Queensland scientists have identified tremendous opportunities to develop better treatments for mental health disorders based on major genetic breakthroughs over the past decade.
Core items:
- One researcher says advances in identifying genes linked to mental health haven’t resulted in enough drug breakthroughs
- Could result in new treatments for psychiatric patients becoming available more quickly and cheaply
- Treatments for psychiatric patients could be found by repurposing approved drugs
Scientists at the QIMR Berghofer Medical Research Institute are among international collaborations that have identified hundreds of genes linked to a range of mental illnesses, thanks to DNA donated by millions of people and advances in supercomputing technology.
But statistical geneticist Eske Derks, head of QIMR Berghofer’s translational neurogenomics lab, said she was frustrated that genetic discoveries hadn’t yet translated into improved drug treatments for conditions like anxiety, depression, schizophrenia and anorexia nervosa.
She has called on the international scientific community to usher in a new era of precision psychiatry by harnessing the many “extraordinary genetic discoveries” of the last 10 years to find better mental health treatments.
‘We have made so much progress in identifying these genes over the last 10 years,’ said Professor Derks.
“Let’s come together and think about how we can translate this information into better treatments. I think that will happen.
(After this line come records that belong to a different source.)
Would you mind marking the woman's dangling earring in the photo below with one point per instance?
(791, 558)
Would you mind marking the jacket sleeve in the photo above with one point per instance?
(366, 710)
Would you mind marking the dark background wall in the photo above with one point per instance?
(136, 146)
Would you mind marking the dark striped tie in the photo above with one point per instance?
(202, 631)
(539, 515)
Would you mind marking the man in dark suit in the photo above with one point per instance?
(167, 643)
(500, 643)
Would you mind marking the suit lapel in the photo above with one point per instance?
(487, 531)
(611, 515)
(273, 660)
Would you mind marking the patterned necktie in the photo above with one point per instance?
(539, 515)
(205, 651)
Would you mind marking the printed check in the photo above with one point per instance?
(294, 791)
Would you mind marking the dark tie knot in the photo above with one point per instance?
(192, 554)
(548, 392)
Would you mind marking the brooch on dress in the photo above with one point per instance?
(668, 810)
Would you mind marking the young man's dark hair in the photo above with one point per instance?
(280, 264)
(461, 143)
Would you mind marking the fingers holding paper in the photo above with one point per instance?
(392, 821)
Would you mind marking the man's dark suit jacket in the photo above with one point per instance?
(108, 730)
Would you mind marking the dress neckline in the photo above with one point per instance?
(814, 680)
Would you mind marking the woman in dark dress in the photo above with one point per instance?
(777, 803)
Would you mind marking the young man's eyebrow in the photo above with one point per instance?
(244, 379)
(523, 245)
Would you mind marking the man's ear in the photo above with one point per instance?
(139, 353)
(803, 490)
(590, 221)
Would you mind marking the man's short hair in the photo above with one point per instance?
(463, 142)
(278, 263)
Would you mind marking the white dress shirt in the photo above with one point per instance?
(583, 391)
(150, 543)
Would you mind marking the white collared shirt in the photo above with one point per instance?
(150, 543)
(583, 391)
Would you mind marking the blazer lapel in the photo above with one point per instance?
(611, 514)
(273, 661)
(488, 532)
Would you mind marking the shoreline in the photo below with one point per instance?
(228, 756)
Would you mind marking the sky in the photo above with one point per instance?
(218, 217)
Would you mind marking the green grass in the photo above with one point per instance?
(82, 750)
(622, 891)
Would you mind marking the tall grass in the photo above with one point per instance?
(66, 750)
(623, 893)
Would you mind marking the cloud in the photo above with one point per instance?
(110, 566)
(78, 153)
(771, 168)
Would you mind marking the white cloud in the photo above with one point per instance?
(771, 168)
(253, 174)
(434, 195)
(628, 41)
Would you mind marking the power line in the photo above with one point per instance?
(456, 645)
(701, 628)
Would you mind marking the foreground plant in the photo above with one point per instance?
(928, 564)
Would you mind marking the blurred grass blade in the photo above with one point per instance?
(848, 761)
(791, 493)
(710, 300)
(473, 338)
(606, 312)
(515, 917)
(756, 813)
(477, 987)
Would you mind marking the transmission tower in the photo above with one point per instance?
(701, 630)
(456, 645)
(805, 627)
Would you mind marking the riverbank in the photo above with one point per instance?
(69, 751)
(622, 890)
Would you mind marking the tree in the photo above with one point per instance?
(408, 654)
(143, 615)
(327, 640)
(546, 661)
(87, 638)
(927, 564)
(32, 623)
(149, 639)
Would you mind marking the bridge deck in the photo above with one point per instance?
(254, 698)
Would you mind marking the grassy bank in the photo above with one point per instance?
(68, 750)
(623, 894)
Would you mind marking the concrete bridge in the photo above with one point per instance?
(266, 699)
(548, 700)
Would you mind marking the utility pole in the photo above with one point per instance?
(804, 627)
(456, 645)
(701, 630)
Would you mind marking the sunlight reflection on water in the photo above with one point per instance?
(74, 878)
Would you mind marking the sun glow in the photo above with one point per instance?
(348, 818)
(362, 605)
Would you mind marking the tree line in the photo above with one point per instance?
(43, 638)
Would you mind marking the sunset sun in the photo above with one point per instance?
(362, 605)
“It may take a few years, maybe even 10 years, but I think we will be able to find more effective treatments. We need to prepare as a community for the next decade.”
“We owe it to the donors”
In a paper published in the prestigious scientific journal Nature Genetics, Professor Derks and his colleagues Jackson Thorp and Zachary Gerring identified translating genetic data into new psychiatric drug discovery as one of 10 key challenges in the field.
“We had an era of genetic discovery and now we are on the cusp of a new era of precision psychiatry that could offer more effective medicines for patients and help clinicians better diagnose and treat these complex conditions,” Professor Derks said.
“The challenges we have identified are not easy to solve, but with a creative, collaborative and coordinated approach to research – and investments that support scientists in this work – we could make this new era a reality.
“We owe it to the people who have generously donated their DNA and to those living with mental illness.”
Professor Derks saw a major opportunity in integrating genetic discoveries with large drug banks to find existing drugs that can be reused to treat mental disorders.
That would mean that new treatments for psychiatric patients would be available much more quickly and cheaply than experimental treatments that have not yet been tested for safety.
“It takes an average of 13 to 15 years to develop a new drug and costs between $2.5 billion and $3.5 billion with only a 10 percent chance of clinical approval,” the researchers write in Nature Genetics.
“An alternative and less expensive approach to drug discovery is to repurpose approved drugs that have been tested for clinical efficacy to treat a disease different from the original indication.”
The QIMR-Berghofer scientists also called for further studies on the genes underlying mental health disorders to better understand their biology.
“Sometimes we don’t understand exactly what these genes do, what their biological mechanism is,” Professor Derks said.